La sencillez de ‘Intocable’, una película fácil de ver, choca con el enorme océano de reflexiones al que nos enfrenta. ¿Se puede superar todo? ¿Cuántas veces podemos aprender a vivir? ¿Estamos obligados a aceptar la adversidad? Preguntas que buscan respuestas en el arte -la música, la pintura- que Philippe enseña a Dris con la pasión de un profesor vocacional. Ambos, químicamente engarzados, interpretan con brillantez la esencia de las cosas al son del siempre genial pianista Ludovico Einaudi.

Tal vez algo sobrevalorada, la comedia francesa cumple su objetivo: enternecer, meditar y arrojar esperanza. A mí me recordó, en una pequeña, humilde e insignificante escala, a aquella vez que no pude dibujar, no por falta de ganas, sino por tener los dedos recluidos bajo un cabestrillo. Siempre lo recordaré como la época en la que aprendí a dibujar con la izquierda.

Micmacs

La rareza es el privilegio incomprendido. El extraño y aún así cotidiano poder de ser inesperado, de sorprender con un talento innato y genuino. Una capacidad que te diferencia del resto de seres humanos y que, al mismo tiempo, te convierte en un indiscutible miembro de la especie. Ya saben: el tipo que utiliza los dedos de los pies como si fueran manos, la chica que huele las flores a través de un cristal, el virtuoso de los malabares con cuchillos, la niña que presiente la lluvia… Al final, todos somos superhéroes en potencia. Queramos o no aceptarlo.

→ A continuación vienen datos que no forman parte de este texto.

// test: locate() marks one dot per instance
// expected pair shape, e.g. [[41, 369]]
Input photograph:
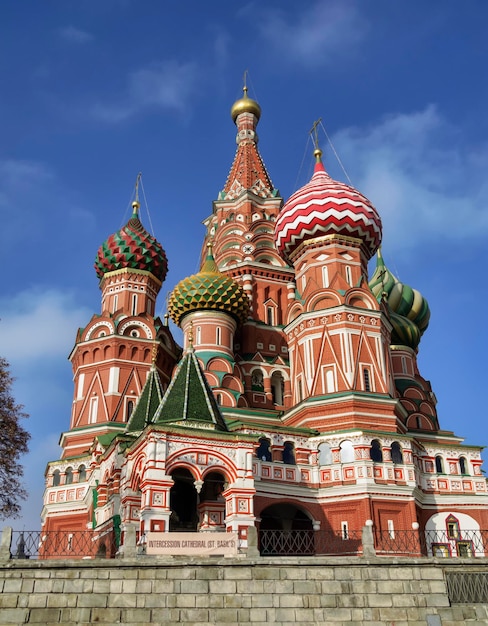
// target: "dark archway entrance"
[[183, 502], [285, 530], [212, 503]]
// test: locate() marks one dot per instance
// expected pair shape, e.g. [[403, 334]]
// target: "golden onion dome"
[[245, 105], [209, 290]]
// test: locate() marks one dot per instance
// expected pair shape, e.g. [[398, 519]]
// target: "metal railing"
[[309, 542], [62, 544], [438, 543], [430, 543]]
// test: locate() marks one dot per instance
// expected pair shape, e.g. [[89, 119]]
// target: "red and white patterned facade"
[[329, 423]]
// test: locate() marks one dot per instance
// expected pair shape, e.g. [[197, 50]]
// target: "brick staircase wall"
[[307, 591]]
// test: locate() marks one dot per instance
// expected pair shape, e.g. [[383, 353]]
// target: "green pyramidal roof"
[[189, 399], [147, 405]]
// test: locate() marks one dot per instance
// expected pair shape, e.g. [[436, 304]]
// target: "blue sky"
[[94, 92]]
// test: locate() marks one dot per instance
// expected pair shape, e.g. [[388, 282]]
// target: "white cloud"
[[37, 325], [24, 172], [167, 85], [427, 186], [320, 34], [75, 35]]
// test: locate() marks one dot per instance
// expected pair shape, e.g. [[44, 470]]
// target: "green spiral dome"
[[404, 332], [132, 247], [401, 298], [209, 290]]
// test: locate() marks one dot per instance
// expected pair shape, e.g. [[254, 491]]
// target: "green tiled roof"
[[189, 399], [147, 405]]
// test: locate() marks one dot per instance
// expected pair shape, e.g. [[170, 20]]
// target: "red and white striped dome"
[[324, 207]]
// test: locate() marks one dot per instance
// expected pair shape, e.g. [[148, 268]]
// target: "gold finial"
[[315, 138], [244, 80], [245, 104], [136, 204]]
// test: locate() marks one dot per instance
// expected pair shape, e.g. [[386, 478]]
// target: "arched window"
[[257, 380], [396, 453], [277, 387], [439, 465], [69, 476], [56, 478], [366, 379], [325, 454], [81, 473], [289, 453], [452, 527], [263, 451], [375, 452], [270, 315], [346, 451]]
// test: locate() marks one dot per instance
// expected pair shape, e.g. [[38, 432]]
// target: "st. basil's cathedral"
[[295, 402]]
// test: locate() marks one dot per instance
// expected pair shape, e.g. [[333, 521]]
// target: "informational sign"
[[193, 544]]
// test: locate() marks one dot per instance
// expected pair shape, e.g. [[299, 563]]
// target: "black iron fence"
[[438, 543], [431, 543], [62, 544], [309, 542]]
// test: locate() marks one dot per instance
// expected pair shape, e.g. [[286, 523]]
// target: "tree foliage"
[[13, 443]]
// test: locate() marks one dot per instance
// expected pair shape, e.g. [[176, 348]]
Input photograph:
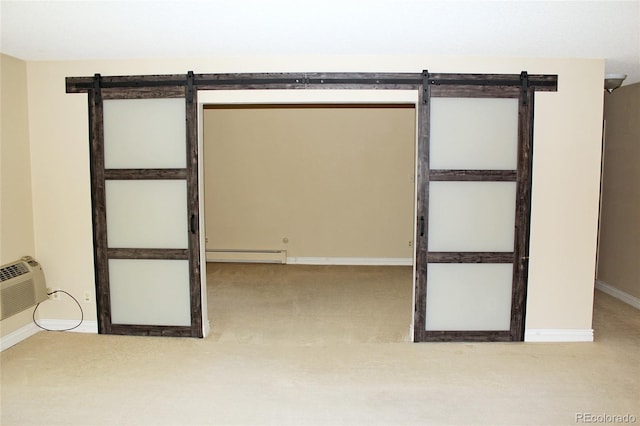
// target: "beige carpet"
[[275, 358]]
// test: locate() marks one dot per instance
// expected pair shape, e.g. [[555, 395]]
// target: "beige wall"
[[565, 172], [331, 182], [619, 254], [16, 212]]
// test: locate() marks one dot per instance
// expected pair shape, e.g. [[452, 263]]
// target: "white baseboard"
[[30, 329], [558, 335], [355, 261], [85, 327], [618, 294]]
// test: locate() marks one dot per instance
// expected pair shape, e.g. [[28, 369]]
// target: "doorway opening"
[[309, 218]]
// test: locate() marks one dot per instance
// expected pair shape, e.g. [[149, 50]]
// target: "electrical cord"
[[33, 316]]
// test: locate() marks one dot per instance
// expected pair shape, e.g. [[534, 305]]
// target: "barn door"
[[474, 184], [145, 209]]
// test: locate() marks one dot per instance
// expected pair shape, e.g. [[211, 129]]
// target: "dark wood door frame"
[[428, 85]]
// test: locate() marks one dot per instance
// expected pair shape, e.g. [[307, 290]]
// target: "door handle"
[[193, 223]]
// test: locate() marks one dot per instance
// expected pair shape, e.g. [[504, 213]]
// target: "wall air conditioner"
[[21, 285]]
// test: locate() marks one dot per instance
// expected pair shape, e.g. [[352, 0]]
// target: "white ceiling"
[[92, 29]]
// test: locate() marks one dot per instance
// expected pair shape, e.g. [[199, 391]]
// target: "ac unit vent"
[[12, 271], [21, 285]]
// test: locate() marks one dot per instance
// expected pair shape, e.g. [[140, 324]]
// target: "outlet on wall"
[[55, 295]]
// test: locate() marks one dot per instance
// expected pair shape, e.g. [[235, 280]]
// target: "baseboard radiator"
[[22, 285], [246, 256]]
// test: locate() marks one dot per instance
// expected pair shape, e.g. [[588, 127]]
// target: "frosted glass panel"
[[471, 216], [147, 213], [149, 292], [144, 133], [472, 133], [468, 297]]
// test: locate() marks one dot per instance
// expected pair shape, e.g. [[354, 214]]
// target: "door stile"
[[98, 205], [523, 212], [422, 211], [193, 207]]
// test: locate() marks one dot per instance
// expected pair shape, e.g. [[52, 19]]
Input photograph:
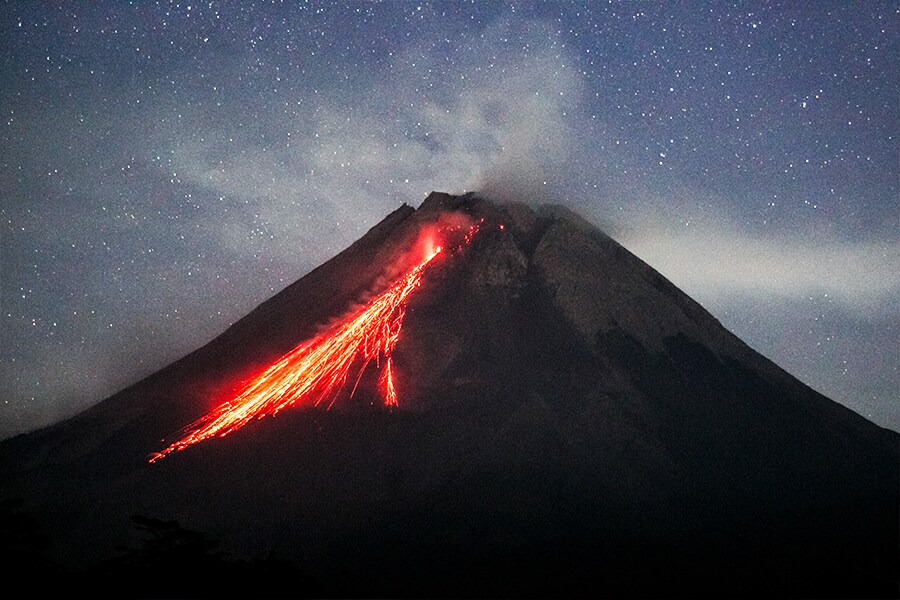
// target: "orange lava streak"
[[317, 369]]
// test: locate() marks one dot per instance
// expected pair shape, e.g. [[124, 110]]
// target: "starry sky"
[[167, 166]]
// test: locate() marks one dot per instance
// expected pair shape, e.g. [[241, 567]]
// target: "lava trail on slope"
[[317, 369]]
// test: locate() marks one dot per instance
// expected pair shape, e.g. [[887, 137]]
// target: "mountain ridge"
[[562, 405]]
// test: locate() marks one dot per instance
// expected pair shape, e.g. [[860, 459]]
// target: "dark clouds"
[[169, 166]]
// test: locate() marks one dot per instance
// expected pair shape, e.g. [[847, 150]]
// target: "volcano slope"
[[569, 424]]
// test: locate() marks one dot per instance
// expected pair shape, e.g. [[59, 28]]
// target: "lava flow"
[[317, 369]]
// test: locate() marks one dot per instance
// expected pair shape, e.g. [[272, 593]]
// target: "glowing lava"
[[316, 370]]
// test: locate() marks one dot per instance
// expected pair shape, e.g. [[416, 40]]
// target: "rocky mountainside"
[[569, 421]]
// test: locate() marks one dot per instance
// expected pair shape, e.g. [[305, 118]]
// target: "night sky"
[[168, 166]]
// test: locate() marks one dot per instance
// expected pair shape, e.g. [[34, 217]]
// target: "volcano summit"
[[533, 412]]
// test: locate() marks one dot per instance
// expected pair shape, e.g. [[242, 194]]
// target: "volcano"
[[535, 412]]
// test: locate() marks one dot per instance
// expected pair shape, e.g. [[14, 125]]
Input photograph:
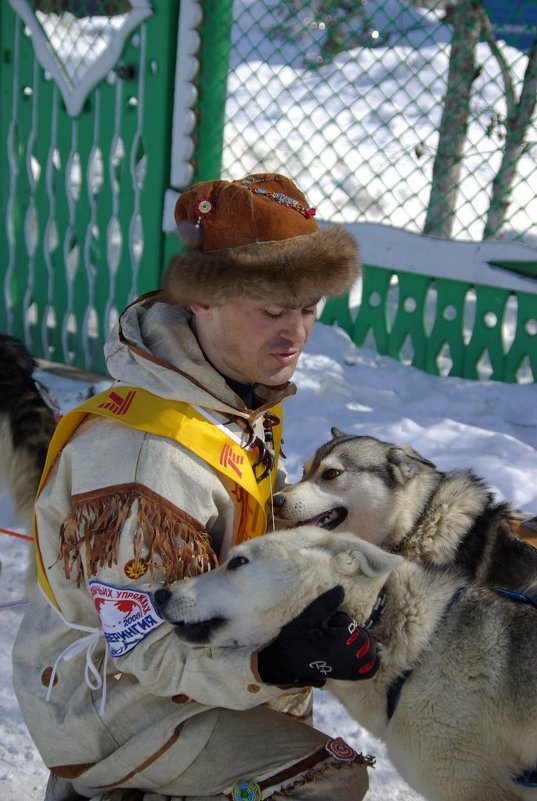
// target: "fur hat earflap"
[[256, 239]]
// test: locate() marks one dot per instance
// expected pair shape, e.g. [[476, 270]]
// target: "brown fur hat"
[[256, 238]]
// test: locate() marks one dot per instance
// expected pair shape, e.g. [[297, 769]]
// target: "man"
[[154, 481]]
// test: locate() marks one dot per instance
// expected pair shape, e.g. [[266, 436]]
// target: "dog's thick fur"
[[27, 422], [465, 725], [392, 496]]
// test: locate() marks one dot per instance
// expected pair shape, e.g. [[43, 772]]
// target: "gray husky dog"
[[455, 697], [392, 496], [27, 422]]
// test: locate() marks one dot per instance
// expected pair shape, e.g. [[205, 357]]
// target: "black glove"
[[320, 643]]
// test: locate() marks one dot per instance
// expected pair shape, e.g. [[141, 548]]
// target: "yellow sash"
[[140, 409]]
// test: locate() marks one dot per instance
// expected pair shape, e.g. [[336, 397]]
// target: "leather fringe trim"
[[167, 540]]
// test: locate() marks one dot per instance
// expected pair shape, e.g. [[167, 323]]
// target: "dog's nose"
[[161, 596], [278, 500]]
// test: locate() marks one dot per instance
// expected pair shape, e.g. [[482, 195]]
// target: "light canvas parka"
[[115, 499]]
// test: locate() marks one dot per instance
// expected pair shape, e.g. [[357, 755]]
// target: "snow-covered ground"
[[489, 426]]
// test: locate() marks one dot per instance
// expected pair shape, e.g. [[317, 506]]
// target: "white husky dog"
[[455, 698]]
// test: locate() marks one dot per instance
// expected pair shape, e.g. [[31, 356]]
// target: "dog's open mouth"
[[200, 632], [328, 520]]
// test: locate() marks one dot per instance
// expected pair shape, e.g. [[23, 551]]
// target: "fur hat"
[[256, 238]]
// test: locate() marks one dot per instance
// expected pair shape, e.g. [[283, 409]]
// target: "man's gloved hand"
[[320, 643]]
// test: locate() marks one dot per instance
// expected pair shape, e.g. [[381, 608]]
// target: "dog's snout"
[[278, 500], [161, 597]]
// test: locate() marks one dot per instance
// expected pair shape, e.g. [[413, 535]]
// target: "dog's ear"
[[337, 432], [405, 462], [353, 556]]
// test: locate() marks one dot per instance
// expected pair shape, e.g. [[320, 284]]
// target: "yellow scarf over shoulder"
[[142, 410]]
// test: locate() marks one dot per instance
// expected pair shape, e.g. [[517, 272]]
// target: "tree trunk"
[[518, 121], [466, 19]]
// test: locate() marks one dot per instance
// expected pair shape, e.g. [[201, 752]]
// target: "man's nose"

Jean-Pierre Jeunet (‘Amelie’, ‘Delicatessen’, ‘Largo domingo de noviazgo’) dirigió en 2008 una película que se estrenó en 2009 y que llegó a España la semana pasada: ‘Micmacs’. Una fábula moderna sobre la gente rara que colorea nuestras calles y un canto al arte como única y más poderosa arma de revolución. El arte como el mayor enemigo de La Guerra.

Bazil es un hombre vivo, pese a lo que debería dictar la lógica: después de que su padre muriera por una mina antipersona, él recibió, de rebote, una bala en su cabeza. Los doctores decidieron dejarla dentro, ya que quitarla podría suponer la muerte inminente. Cuando sale del hospital se encuentra sin casa ni trabajo, por lo que tendrá que utilizar sus habilidades de payaso para sobrevivir en la calle. Hasta que un día se encuentra con Placard, el patriarca de un grupo de habilidosos ‘artistas’ que le abrirán las puertas de su hogar. Bazil, ayudado por el resto de ‘raros’, buscará su particular venganza contra la industria armamentística.

‘Micmacs’ es una suerte de ‘X-Men’ sazonada con algo de ‘Mistery Men’ y aliñada con el buen humor y la entrañabilidad de ‘Amelie’, que deja un sabor fresco y agradable. Una película imprescindible en una cartelera previsible. Jeunet se gana al espectador con dos elementos clave: personajes trabajados, carismáticos, repletos de matices, y un guion que encuentra la complicidad del espectador con cada nuevo fotograma.

No les voy a engañar, es una película rara. Ya. Bueno. ¿Y quién no?